ホントは茉白ちゃんじゃなくあたしを好きになってほしかったし、どんな女性ともこれ以上関係を持ってほしくなんてなかった。
ホントはあたしだけの理玖くんでいてほしかった。
だけど、どうやったって、理玖くんはあたしのモノにならないから。
どうしたって、理玖くんはあたしじゃダメだから。
それなら、この気持ちを諦めるしか、方法がない。
どれだけ時間がかっても、どれだけ辛い想いをしても、あたしはただその努力をし続けるしかない。
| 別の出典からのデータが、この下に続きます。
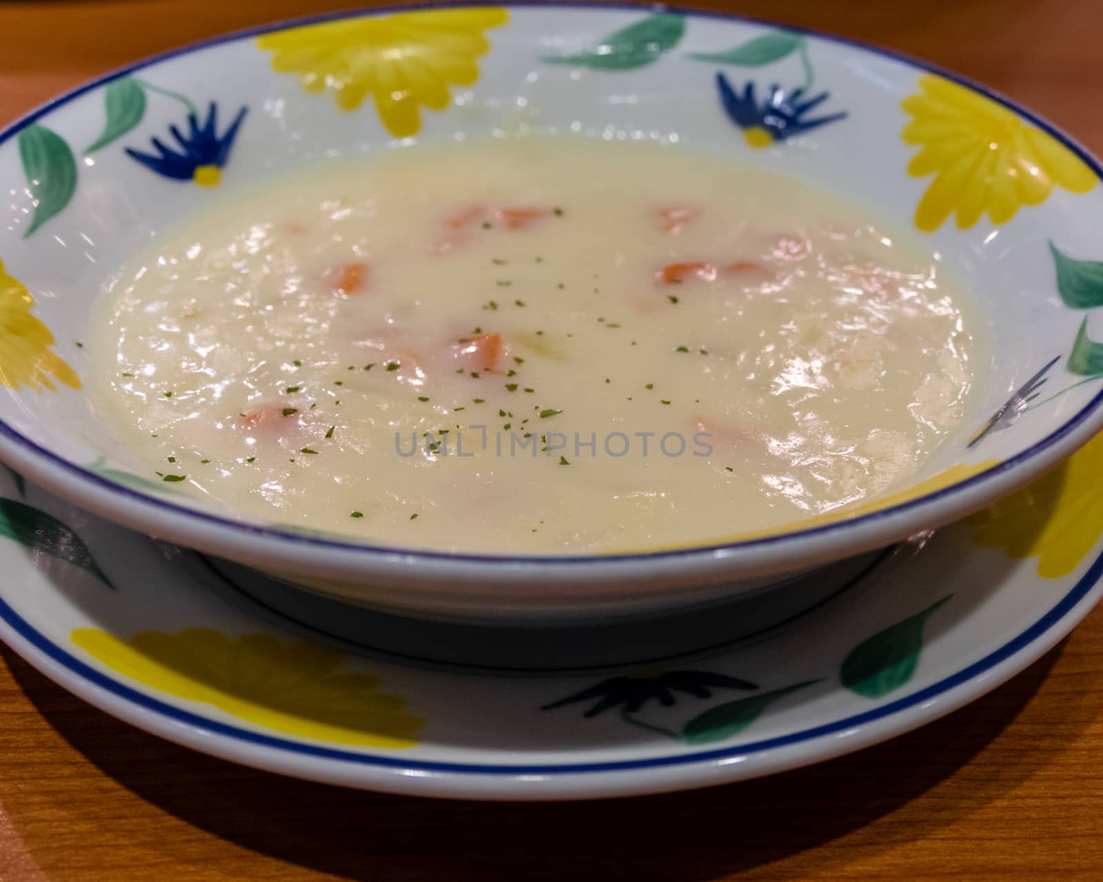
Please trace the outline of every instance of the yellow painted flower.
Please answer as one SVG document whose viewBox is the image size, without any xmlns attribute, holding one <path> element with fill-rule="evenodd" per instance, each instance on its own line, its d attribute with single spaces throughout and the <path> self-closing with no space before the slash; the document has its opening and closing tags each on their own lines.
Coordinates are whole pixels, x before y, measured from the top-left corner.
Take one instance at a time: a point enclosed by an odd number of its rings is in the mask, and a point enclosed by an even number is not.
<svg viewBox="0 0 1103 882">
<path fill-rule="evenodd" d="M 0 260 L 0 385 L 9 389 L 28 386 L 55 391 L 50 377 L 81 388 L 81 380 L 50 347 L 54 335 L 31 315 L 34 298 L 26 287 L 3 271 Z"/>
<path fill-rule="evenodd" d="M 231 638 L 211 628 L 142 631 L 129 641 L 77 628 L 73 643 L 113 670 L 189 701 L 201 701 L 291 735 L 408 747 L 424 720 L 366 674 L 338 670 L 345 654 L 270 634 Z"/>
<path fill-rule="evenodd" d="M 421 105 L 443 110 L 449 86 L 479 78 L 483 31 L 507 19 L 497 7 L 366 15 L 265 34 L 257 45 L 272 53 L 272 69 L 300 74 L 307 92 L 333 89 L 342 110 L 371 94 L 383 125 L 405 138 L 421 129 Z"/>
<path fill-rule="evenodd" d="M 915 208 L 920 229 L 938 229 L 954 213 L 962 229 L 985 212 L 1005 224 L 1020 205 L 1045 202 L 1054 185 L 1073 193 L 1095 186 L 1075 153 L 1003 105 L 933 74 L 921 76 L 919 87 L 901 104 L 912 117 L 901 137 L 922 148 L 908 173 L 934 174 Z"/>
<path fill-rule="evenodd" d="M 1068 576 L 1103 534 L 1103 434 L 1024 490 L 965 523 L 973 538 L 1014 559 L 1038 558 L 1043 579 Z"/>
</svg>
あたしの気持ちを理玖くんに負担に感じることだけはしてほしくないから。
「今までありがと。理玖くん」
「沙羅……!」
「だけど、最後にこれだけ言わせてね。理玖くんに再会出来て、理玖くんを好きになれて、ホントに楽しかった、ワクワクした、ドキドキした、幸せだった。ホントに大好きだったよ、理玖くん」
あたしは溢れてくる涙をこらえきれず、そのまま流しながら、精一杯の笑顔を理玖くんに返す。
最後に泣いてごめんね。
最後に重い気持ち伝えてごめんね。
好きになって、ごめんね。
だけど、最後はごめんじゃなく、ありがとうで、この恋を終わらせたかったから。
このごめんねは、心の中で伝えるだけになってしまうけど……。
「バイバイ理玖くん」
あたしはあの部屋で一人呟いたその言葉を、ようやく理玖くんに伝えた。
「ちょっと待って沙羅! オレの話聞けって!」
あたしの言葉を聞いてさすがに理玖くんも動揺したのか言い訳したかったのか、珍しく理玖くんらしくない叫ぶ姿を目にする。
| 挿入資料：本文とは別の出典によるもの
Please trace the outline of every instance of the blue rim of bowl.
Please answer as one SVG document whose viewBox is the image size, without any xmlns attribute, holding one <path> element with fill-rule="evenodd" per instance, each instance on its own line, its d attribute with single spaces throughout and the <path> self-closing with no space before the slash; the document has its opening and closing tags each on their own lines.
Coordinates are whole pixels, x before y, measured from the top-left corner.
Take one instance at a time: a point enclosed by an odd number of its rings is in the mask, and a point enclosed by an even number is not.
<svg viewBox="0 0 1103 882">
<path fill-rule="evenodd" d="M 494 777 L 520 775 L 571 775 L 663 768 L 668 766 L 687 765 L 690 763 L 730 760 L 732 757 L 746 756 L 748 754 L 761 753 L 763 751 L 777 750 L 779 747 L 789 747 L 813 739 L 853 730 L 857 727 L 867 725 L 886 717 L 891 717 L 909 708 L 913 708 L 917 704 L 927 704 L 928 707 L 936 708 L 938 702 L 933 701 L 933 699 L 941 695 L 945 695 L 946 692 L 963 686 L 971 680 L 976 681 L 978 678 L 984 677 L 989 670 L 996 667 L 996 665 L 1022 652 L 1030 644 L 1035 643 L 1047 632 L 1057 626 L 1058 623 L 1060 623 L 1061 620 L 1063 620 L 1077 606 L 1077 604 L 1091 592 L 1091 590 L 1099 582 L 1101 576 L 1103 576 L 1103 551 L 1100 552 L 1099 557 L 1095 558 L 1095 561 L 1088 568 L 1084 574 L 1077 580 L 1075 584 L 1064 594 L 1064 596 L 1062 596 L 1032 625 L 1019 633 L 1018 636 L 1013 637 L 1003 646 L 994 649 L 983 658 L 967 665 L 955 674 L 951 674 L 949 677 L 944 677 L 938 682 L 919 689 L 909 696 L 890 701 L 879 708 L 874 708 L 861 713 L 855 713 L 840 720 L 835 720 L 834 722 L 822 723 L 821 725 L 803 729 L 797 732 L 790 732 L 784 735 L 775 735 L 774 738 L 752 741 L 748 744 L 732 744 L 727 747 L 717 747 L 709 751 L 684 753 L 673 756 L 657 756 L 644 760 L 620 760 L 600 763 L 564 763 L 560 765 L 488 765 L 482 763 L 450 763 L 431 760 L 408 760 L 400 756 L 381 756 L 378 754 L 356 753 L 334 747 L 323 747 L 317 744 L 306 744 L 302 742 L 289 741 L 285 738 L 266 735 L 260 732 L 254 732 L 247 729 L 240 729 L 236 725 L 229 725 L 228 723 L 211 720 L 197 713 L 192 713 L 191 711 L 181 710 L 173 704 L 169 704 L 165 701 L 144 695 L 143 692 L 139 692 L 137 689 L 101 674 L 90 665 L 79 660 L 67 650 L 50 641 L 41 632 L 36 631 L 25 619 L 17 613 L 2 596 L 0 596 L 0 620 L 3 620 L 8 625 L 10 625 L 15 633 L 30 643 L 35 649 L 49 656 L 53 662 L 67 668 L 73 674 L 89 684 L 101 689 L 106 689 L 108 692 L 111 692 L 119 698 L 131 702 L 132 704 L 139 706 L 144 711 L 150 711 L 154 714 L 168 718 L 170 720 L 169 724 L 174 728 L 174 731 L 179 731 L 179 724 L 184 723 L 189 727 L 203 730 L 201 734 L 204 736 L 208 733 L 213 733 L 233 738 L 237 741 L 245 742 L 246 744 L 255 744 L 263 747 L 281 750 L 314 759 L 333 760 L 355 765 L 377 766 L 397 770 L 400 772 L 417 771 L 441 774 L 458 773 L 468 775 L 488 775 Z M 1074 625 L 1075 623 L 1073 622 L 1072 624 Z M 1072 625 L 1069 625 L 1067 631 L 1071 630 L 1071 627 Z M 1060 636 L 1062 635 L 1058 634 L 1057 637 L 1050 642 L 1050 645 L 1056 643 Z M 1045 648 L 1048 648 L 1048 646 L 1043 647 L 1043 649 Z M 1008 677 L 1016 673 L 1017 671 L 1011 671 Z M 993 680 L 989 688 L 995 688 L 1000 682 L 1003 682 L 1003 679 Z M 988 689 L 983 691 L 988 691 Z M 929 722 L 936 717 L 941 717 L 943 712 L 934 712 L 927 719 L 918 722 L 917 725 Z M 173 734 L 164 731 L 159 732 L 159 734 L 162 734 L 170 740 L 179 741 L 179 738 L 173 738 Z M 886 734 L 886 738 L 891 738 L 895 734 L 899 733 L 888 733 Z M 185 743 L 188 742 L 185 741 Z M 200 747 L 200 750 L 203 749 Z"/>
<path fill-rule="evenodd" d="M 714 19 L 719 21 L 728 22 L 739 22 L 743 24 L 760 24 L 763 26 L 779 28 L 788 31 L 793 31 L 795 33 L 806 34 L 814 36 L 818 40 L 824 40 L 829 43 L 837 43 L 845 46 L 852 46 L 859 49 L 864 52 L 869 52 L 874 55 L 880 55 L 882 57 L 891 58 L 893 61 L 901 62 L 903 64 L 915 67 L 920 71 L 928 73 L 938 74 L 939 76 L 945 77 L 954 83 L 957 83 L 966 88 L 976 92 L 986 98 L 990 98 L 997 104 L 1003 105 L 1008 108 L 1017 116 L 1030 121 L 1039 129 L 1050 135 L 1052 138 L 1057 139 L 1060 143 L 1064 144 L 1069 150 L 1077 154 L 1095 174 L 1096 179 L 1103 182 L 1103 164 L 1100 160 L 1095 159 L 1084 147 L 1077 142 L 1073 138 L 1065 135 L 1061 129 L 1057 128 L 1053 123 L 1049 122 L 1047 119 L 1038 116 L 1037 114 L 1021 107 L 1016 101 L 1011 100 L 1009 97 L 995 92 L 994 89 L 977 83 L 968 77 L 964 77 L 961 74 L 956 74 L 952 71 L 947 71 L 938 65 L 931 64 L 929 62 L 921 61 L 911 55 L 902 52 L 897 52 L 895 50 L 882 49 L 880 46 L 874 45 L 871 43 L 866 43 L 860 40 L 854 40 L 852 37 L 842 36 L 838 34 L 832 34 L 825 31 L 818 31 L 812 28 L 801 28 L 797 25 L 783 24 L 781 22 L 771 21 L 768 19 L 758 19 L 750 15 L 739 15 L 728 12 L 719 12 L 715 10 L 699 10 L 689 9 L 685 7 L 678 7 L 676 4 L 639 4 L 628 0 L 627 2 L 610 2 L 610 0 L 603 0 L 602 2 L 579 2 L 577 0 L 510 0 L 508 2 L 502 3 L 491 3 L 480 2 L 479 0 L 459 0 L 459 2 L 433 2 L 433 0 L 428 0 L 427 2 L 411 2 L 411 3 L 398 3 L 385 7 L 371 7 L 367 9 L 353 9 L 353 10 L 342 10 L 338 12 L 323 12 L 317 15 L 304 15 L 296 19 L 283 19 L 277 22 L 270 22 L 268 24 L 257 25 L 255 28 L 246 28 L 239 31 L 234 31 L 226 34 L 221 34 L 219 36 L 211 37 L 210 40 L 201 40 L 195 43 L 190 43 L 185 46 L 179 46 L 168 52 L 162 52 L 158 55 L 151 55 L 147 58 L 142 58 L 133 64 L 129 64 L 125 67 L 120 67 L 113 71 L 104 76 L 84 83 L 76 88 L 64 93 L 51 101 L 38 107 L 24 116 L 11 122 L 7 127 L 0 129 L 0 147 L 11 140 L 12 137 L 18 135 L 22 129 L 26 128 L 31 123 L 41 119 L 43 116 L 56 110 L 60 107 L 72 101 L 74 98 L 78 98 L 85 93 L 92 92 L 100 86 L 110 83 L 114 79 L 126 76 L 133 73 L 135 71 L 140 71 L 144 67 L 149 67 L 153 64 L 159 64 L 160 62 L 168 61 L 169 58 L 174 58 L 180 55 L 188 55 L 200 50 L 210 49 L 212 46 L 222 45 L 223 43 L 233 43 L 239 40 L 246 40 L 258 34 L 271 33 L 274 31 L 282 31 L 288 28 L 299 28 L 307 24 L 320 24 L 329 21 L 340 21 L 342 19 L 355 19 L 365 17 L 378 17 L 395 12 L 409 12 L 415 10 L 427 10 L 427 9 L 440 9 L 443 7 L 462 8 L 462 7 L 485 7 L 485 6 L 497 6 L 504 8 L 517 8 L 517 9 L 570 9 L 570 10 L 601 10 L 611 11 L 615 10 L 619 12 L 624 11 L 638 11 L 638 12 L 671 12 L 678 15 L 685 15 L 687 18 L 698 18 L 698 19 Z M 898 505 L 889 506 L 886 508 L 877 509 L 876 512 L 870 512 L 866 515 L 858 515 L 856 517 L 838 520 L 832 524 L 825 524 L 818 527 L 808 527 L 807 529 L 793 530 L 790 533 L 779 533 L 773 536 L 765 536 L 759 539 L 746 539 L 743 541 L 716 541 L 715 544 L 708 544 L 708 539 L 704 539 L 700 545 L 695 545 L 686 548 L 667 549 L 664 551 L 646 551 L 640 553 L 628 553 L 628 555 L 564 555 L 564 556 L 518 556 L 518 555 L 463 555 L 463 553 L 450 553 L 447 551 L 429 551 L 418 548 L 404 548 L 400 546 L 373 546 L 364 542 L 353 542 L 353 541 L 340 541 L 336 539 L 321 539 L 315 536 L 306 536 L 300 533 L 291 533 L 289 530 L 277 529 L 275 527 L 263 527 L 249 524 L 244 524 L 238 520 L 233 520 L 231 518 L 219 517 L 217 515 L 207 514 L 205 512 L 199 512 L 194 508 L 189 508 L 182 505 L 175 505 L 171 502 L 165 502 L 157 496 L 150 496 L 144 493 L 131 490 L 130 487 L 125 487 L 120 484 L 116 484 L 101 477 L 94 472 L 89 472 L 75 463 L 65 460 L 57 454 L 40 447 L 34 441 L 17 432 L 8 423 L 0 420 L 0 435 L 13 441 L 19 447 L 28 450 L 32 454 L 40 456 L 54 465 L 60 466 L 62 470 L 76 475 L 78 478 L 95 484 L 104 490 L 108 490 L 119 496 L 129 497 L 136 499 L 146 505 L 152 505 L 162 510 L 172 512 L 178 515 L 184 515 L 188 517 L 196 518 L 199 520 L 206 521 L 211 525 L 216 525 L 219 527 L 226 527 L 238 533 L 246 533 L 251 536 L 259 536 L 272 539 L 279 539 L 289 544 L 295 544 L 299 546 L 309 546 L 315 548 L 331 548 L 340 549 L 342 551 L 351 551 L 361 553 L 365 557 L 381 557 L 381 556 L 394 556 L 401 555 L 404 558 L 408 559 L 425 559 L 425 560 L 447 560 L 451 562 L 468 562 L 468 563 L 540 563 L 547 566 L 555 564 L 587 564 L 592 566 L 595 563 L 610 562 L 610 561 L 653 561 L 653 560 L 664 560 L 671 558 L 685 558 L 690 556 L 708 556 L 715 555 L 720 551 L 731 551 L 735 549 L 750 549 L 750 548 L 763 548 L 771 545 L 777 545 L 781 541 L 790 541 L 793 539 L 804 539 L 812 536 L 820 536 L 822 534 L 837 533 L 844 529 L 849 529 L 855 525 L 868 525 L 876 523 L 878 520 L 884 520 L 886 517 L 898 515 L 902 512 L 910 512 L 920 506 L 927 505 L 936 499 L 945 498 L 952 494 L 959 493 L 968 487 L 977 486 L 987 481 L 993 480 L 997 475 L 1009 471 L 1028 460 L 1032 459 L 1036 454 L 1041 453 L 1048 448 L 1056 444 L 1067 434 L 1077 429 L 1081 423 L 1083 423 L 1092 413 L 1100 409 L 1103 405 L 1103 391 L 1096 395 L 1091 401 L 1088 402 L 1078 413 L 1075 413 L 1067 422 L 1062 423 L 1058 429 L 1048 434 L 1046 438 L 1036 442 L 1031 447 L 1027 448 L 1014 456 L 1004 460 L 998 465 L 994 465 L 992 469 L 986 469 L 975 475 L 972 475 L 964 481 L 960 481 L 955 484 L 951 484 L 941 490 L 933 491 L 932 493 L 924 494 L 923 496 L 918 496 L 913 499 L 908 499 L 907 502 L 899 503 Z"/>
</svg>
だけど、これ以上一緒にいるのが辛くて、あたしはその声を後ろに聞きながら、家の中に入って、理玖くんの姿もその声も消した……。
やっぱり言葉にすると、まだこの理玖くんへの想いが痛いほど悲鳴を上げる。
こんなにも好きなんだと、まだあたしの心に訴えてくる。
だけど、どうしようもないこの想いは、いつまでもこのままにするわけにはいかなくて。
いつか自分でこの気持ちを失くさないと、きっともっと辛くなる。
今なら多分まだ間に合う。
この気持ちが、心が、本当の意味で壊れてしまう前に、あたしがあたしを救ってあげなきゃ。
理玖くんを好きな自分のままでずっといたいから。
あたしは理玖くんにちゃんと別れを告げた。
これからはただの後輩として……。
ただそれだけの存在として……。